PEOPLE OF MI V NATHANIEL ROBERTSONAnnotate this Case
STATE OF MICHIGAN
COURT OF APPEALS
PEOPLE OF THE STATE OF MICHIGAN,
December 22, 1998
LC No. 93-000567
Before: Doctoroff, P.J., and Sawyer and Fitzgerald, JJ.
Following a bench trial, defendant was convicted of unarmed robbery, MCL 750.530; MSA
28.798. He pleaded guilty to being an habitual offender, third offense, MCL 769.11; MSA 28.1083.
The court sentenced defendant to three to fifteen years’ imprisonment for unarmed robbery, but that
sentence was vacated. Defendant was also sentenced to three to fifteen years’ imprisonment as an
habitual offender. The trial court subsequently denied defendant’s motion for resentencing. He appeals
as of right. We affirm.
Defendant had two previous convictions for armed robbery as well as one conviction for assault
and one for possession of a firearm during the commission of a felony. He had four misconducts from
his most recent prison stint. At sentencing, Judge Sapala stated that he believed defendant was a
different man than he had been four years earlier when this crime was committed. The judge was
“bothered” that the 1,261 days defendant had served would be credited only to his parole case. He
stated that if this case had been finished three years ago, the parole board might have acted and
defendant could have then begun serving this time before the sentencing date. The sentencing guidelines
for unarmed robbery are five to ten years, but the judge took the above factors into consideration when
he decided to vacate the unarmed robbery sentence, and sentence defendant to three to fifteen years as
an habitual offender.
Defendant argues that the original sentence was invalid because it was based on a
misconception of law. If a sentence is invalid, the defendant is entitled to resentencing. People v Lino
(After Remand), 213 Mich App 89, 99; 539 NW2d 545 (1995), overruled on other grounds, People
v Carson, 220 Mich App 662; 560 NW2d 657 (1996). A sentence is invalid if the trial court bases
the sentence on a misconception of the law. People v Miles, 454 Mich 90, 96; 559 NW2d 299
The misconception of law in this case, defendant claims, is that the judge thought that defendant
would serve only three years if he sentenced defendant to a three-year minimum term.
However, the court’s stated reasons for sentencing defendant as it did do not support
defendant’s contention.
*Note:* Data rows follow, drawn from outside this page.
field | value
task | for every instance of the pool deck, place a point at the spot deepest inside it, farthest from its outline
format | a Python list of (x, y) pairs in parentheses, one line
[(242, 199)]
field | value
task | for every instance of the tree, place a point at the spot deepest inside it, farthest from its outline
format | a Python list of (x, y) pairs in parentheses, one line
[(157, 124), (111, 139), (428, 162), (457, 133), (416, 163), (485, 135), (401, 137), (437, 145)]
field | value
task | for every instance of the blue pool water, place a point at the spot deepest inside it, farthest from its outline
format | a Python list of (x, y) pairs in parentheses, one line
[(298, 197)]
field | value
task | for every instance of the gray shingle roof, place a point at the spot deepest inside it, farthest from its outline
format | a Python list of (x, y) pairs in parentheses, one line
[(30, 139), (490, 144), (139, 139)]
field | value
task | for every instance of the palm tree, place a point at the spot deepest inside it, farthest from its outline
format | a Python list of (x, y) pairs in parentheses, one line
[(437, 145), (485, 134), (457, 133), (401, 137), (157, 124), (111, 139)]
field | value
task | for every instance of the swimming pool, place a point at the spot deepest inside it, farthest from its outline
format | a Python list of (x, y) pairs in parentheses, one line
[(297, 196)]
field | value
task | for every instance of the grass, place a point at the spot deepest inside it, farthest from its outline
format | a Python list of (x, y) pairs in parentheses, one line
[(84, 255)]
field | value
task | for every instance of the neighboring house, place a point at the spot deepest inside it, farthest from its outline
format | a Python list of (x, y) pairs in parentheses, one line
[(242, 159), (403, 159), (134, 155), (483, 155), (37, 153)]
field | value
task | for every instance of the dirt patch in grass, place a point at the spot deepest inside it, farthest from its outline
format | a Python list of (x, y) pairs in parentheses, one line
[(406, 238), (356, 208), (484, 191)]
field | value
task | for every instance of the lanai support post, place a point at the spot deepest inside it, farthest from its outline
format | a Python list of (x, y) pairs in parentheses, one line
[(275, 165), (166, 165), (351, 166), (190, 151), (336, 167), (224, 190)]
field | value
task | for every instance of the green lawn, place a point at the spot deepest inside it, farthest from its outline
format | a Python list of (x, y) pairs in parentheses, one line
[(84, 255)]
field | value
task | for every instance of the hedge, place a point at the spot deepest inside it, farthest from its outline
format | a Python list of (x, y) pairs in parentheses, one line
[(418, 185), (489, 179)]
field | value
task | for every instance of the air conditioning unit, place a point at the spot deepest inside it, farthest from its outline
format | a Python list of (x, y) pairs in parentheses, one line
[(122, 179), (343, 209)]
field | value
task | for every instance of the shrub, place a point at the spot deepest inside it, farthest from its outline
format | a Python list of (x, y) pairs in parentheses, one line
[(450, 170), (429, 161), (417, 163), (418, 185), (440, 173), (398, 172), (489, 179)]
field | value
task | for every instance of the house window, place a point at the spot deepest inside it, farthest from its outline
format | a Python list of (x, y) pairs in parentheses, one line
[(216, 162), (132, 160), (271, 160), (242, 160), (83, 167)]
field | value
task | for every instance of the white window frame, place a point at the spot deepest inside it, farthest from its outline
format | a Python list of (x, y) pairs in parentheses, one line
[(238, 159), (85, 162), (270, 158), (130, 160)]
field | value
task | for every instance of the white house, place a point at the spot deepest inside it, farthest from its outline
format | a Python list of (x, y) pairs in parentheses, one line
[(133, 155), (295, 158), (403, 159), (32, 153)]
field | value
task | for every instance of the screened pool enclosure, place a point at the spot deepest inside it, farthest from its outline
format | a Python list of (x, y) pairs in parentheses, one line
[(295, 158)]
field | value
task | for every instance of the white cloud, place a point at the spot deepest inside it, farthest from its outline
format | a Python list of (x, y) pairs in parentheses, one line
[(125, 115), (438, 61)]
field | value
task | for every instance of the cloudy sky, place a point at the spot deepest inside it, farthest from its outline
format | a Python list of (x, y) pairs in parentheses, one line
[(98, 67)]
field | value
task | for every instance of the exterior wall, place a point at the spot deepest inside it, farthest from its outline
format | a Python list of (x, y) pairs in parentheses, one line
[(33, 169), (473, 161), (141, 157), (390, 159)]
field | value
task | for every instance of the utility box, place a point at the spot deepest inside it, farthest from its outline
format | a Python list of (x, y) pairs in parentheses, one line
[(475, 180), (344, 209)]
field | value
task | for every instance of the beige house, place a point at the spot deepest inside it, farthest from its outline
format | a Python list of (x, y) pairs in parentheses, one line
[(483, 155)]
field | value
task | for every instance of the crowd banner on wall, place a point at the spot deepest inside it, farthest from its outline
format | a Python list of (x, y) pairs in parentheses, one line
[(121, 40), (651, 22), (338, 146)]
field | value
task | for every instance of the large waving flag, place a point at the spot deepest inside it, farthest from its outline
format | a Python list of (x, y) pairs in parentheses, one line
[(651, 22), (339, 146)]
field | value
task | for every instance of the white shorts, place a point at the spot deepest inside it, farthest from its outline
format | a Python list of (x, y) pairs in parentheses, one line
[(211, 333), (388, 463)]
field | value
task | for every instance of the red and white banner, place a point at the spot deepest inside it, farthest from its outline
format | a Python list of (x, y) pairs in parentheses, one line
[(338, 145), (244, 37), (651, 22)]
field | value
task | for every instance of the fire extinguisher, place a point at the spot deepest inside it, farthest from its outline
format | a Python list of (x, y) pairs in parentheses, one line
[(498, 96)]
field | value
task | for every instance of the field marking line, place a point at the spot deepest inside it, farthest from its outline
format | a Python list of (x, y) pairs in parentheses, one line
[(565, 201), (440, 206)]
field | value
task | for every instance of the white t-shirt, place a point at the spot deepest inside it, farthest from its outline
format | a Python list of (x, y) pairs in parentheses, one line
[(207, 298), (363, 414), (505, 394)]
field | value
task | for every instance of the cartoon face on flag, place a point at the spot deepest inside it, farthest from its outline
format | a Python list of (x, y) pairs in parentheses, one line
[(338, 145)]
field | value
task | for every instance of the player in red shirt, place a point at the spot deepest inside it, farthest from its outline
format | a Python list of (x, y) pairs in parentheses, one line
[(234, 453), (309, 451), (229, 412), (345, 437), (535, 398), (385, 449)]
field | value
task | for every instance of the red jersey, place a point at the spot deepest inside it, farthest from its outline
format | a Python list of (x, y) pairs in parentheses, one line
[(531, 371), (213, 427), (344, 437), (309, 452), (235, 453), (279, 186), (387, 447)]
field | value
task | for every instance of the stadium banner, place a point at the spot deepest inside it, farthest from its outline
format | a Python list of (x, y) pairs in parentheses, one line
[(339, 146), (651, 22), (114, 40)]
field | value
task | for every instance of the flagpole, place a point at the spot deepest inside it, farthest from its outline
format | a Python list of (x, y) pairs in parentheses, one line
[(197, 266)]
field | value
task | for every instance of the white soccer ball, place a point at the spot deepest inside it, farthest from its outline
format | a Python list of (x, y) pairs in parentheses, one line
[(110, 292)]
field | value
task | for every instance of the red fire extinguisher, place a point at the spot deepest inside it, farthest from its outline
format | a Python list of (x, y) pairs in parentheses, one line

There is no reason to think that the judge “intended” defendant to walk out of
prison on any particular date, nor that the judge was under the impression that the sentence he imposed
would require defendant to be released at any particular time. Therefore, we believe that the judge was
not laboring under any misconception of law when he sentenced defendant to three to fifteen years for
habitual offender third.
We also note that the court could have sentenced defendant to a term twice the statutory
maximum for the underlying unarmed robbery. MCL 769.11(1)(a); MSA 28.1083(1)(a). The
statutory maximum for unarmed robbery is fifteen years. MCL 750.530; MSA 28.798; People v
Smith, 195 Mich App 147, 149; 489 NW2d 135 (1992). The sentence the trial court imposed is
proportionate and valid and the trial court did not abuse its discretion in determining the sentence, nor
err in denying defendant’s motion for resentencing.